So far you've just said that oversampling results in bloat, I'm struggling to understand why. I always though it to be a direct consequence of imaging at long FL, rather than image resolution. For mine, the causes of bloat are there for everyone, whether they are doing widefield or narrow, it's just much more noticeable in the narrow filed image because of image scale as displayed on screen. AFAIK the star's apparent size depends on the brightness, mainly because of the photon flux. Take a perfect scope and perfect seeing and the star's light will fall on one pixel, it's a point source. The fact that it doesn't is due to many things, chiefly our atmosphere, tracking errors and the diffraction limit of the scope. Once the image is produced it is faithfully recorded by the CCD. Now, as the star's light is wobbling around on the CCD, each pixel will record the number of photons that hit it, assuming a time based probability function spreading from the theoretical point source, the brighter a star (higher number of photons/second) the more highly populated the outer regions of the probability function, or for us, bigger stars.
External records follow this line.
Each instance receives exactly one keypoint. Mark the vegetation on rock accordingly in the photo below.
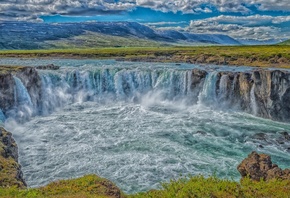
(87, 186)
(260, 56)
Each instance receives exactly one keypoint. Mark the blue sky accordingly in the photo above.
(240, 19)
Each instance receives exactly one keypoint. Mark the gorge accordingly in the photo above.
(142, 123)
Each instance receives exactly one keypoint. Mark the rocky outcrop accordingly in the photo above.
(262, 92)
(48, 67)
(265, 93)
(10, 170)
(260, 167)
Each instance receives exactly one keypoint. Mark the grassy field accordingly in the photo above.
(260, 56)
(198, 186)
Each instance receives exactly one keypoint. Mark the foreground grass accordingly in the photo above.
(198, 186)
(87, 186)
(213, 187)
(260, 56)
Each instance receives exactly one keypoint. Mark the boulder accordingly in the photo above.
(260, 167)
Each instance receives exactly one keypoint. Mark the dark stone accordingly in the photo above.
(48, 67)
(260, 167)
(11, 174)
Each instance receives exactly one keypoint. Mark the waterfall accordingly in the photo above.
(254, 106)
(104, 84)
(22, 95)
(208, 94)
(24, 107)
(2, 116)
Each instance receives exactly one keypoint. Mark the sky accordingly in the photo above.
(241, 19)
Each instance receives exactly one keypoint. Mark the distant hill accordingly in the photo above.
(26, 35)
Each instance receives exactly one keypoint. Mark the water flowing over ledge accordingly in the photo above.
(263, 93)
(139, 124)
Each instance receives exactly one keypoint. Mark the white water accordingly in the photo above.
(137, 126)
(253, 100)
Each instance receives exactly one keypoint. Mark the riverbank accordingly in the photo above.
(257, 56)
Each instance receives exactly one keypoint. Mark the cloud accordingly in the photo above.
(31, 9)
(259, 27)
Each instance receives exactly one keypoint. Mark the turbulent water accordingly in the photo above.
(135, 125)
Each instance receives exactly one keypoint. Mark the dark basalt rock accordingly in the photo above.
(10, 170)
(260, 167)
(30, 79)
(48, 67)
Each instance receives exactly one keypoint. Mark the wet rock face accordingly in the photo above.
(48, 67)
(30, 79)
(10, 170)
(260, 167)
(6, 91)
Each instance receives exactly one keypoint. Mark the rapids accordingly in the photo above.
(135, 124)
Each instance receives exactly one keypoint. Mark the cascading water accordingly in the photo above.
(254, 106)
(24, 107)
(138, 125)
(208, 94)
(2, 117)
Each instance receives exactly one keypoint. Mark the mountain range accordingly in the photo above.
(27, 35)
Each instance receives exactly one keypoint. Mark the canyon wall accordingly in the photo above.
(264, 93)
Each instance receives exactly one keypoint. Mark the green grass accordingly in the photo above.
(200, 186)
(197, 186)
(260, 56)
(87, 186)
(287, 42)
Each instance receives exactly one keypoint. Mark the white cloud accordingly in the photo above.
(259, 27)
(31, 8)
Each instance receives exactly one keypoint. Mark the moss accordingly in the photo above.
(9, 168)
(87, 186)
(200, 186)
(261, 56)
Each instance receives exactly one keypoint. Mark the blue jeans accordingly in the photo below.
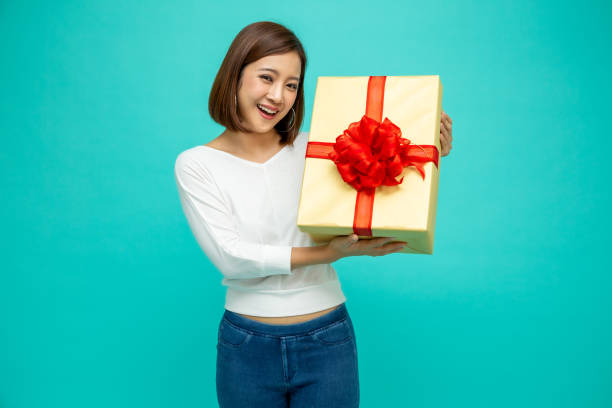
(309, 364)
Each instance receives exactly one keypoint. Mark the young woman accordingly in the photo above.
(285, 338)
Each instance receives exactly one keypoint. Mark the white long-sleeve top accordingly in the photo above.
(243, 215)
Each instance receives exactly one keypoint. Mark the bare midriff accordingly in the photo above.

So I can see that high resolution imaging can result in bloating of stars, but due to the FL of the imaging scope more than the pixel size of the CCD, unless you're seriously undersampled. Long FL leads to the familiar problems of battling seeing, mount tracking etc. all of which get significantly harder the longer the FL.
Small pixels = small full-well capacities. As far as I am aware there are no 16bit small pixel devices as they simply don't have the well capacities to achieve high dynamic ranges. Saturation levels are also reached quite quickly.
Optical scattering within the CCD/CMOS substrate also becomes more obvious as pixel size decreases.